Leah Penniman – Farming While Black: Uprooting Racism and Seeding Sovereignty
Our most cherished sustainable farming practices, from organic agriculture to the farm cooperative, have roots in African wisdom, but discrimination and violence against African-American farmers have led to their decline from 14% of all growers in 1920 to less than 2% today. Furthermore, Black communities suffer disproportionately from food apartheid. Renowned longtime farmer, educator, author, and food sovereignty activist, Leah Penniman, explains the deep roots of this land loss and food injustice and shares the work she at Soul Fire Farm and others around the country in Black and Brown farming communities are doing to reclaim ancestral rights, renew ties to the land, achieve genuine agency in the food system, and advance food sovereignty. (Leah is also the sister of frequent Bioneers presenter Naima Penniman, half of the brilliant musical/spoken-word duo, Climbing PoeTree.)
Leah Penniman delivered this talk at the Bioneers 2020 Conference, introduced by Nina Simons.

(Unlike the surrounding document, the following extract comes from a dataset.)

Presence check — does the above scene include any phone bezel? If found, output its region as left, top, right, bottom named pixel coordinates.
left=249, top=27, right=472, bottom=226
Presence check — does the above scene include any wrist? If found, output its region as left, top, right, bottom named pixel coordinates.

Leah Penniman is a Black Kreyol farmer, mother, Vodun Manye (Queen Mother), and award-winning food justice activist who has been tending the soil and organizing for an anti-racist food system for over 20 years. She currently serves as founding Co-Executive Director of Soul Fire Farm in Grafton, New York, a people-of-color led project that works toward food and land justice, which she co-founded in 2010. She is the author of: Farming While Black: Soul Fire Farm’s Practical Guide to Liberation on the Land.
Soul Fire Farm is an Afro-Indigenous centered community farm committed to uprooting racism and seeding sovereignty in the food system. Their food sovereignty programs reach over 10,000 people each year, including farmer training for Black and Brown growers, reparations and land return initiatives for northeast farmers, food justice workshops for urban youth, home gardens for city-dwellers living under food apartheid, doorstep harvest delivery for food insecure households, and systems and policy education for public decision-makers.
In Farming While Black, Leah Penniman offers the first comprehensive manual for African-heritage people ready to reclaim their rightful place of dignified agency in the food system. This one-of-a-kind guide provides readers with a concise “how-to” for all aspects of small-scale farming. 100% of the profits from this book will be donated to Black Farmers.